I read (heard – let’s be real here I am an audiobook FANATIC) in the book You’re Never Weird on the Internet (almost) by Felicia Day that she feels like a failure if she isn’t immediately a success at something. And let me tell you…that is exactly how I feel. 

What the actual heck is that mentality? It makes ZERO sense. That isn’t the way we were created. I wasn’t born doing all the things and perfectly. But I am a perfectionist and the worst kind too…the kind that would rather do nothing than fail at the ‘something’ I am attempting. It’s a struggle people.

Today I sent a Marco Polo to a friend of mine all about my sourdough starter. I have absolutely no idea what I am doing with this but I am following the instructions and doing some research and learning. I am being…AN AMATEUR!! 

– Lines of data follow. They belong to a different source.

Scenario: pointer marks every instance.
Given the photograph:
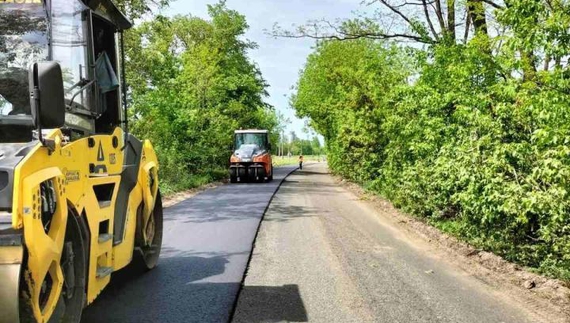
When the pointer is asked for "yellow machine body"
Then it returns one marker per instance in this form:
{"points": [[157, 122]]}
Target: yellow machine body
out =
{"points": [[86, 176]]}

If I fail, then I fail. Who does it hurt?

Actually it hurts my husband…He loves bread. And he wants me to not fail so badly so he can finally have good bread. At least good bread made by me. 

In reality though I want to be more than just an amateur. I want to be a professional. I want to be a professional photographer, a professional filmmaker, a professional writer, bread maker, gardener, organizer, blogger/vlogger. This is my pride just getting in the way of me doing something simply for the fun of it, because when I say I want to be a professional really what I am saying is I want to be noticed, I want to be seen, I want the spotlight on me. 

I have found though that in this life as an amateur I can find joy. I LOVE going out and making films, shooting  film photography, making bread (even if it isn’t the lightest and fluffiest), writing, gardening, doing the things…So this is me starting, starting to be an amateur and sharing the process of failures – and maybe some successes – with you along the way.